Tasha Hubbard has devoted her academic career to studying the relationship between the buffalo and Great Plains Indigenous people.
Her doctoral dissertation was entitled “The Call of the Buffalo: Exploring Kinship with the Buffalo in Indigenous Creative Expression.” Now, the professor in the University of Alberta’s Faculty of Native Studies and accomplished filmmaker is releasing a new film on the subject called Singing Back the Buffalo.

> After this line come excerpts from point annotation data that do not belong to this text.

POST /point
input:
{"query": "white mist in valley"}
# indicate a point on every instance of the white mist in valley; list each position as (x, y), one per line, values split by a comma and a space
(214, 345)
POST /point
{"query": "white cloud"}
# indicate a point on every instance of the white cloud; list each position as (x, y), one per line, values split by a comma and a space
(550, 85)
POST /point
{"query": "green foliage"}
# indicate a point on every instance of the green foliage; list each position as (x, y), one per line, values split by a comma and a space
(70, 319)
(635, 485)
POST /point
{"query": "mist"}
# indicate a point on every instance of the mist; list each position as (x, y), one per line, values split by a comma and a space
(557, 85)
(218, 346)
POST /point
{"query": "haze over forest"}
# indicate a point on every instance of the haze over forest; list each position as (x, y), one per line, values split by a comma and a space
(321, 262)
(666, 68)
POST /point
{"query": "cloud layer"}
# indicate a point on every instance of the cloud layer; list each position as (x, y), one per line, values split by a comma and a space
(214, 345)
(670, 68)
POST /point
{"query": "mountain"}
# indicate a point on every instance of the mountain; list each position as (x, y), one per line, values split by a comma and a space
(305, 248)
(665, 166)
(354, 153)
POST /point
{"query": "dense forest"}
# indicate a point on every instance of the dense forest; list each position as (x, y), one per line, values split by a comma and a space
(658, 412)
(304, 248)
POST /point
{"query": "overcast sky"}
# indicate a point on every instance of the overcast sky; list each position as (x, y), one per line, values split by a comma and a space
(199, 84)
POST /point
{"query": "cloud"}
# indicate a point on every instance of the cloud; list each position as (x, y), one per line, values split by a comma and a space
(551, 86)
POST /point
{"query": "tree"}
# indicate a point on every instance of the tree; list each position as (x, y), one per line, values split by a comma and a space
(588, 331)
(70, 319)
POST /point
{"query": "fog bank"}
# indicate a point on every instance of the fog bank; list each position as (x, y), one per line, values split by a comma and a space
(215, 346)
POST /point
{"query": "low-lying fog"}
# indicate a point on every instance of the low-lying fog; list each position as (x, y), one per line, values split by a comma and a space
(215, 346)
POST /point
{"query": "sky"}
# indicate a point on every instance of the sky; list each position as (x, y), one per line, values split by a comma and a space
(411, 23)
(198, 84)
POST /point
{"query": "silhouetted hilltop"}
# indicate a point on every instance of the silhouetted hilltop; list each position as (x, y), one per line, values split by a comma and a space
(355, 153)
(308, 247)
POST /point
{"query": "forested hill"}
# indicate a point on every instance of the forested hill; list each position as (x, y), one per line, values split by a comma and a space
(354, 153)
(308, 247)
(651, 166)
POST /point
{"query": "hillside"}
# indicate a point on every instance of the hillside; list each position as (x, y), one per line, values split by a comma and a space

Produced with Blackfoot Elder Leroy Little Bear of the University of Lethbridge, the film captures a growing movement to repair the lost connection between the buffalo and Indigenous people — a bond that existed for millennia before it was severed by colonialism and decimated buffalo populations.
Central to the theme of Singing Back the Buffalo is the concept of “buffalo consciousness,” a term borrowed by Hubbard from Little Bear to describe the deep ties between Indigenous people and an animal that once covered the North American grasslands.
The film features the 2014 Buffalo Treaty, first signed at the Blackfeet Reservation in Montana and now including signatories from almost 50 North American tribes and nations. The treaty aims to “honor, recognize, and revitalize the time immemorial relationship we have with the buffalo” and to recognize the animal as “an important part of the ecological system.”
“The grasslands are the most threatened ecosystem in the world because of industrial agriculture,” says Hubbard. “Bringing back the buffalo revitalizes plant and animal life, increasing biodiversity.”
Now screening at theatres in Canada and the United States, Singing Back the Buffalo will appear at Metro Cinema in Edmonton on Sept. 14, 15 and 18. An edited version of the film will be broadcast on CBC’s The Nature of Things sometime in early 2025, one of the first Indigenous-directed episodes to air on the program.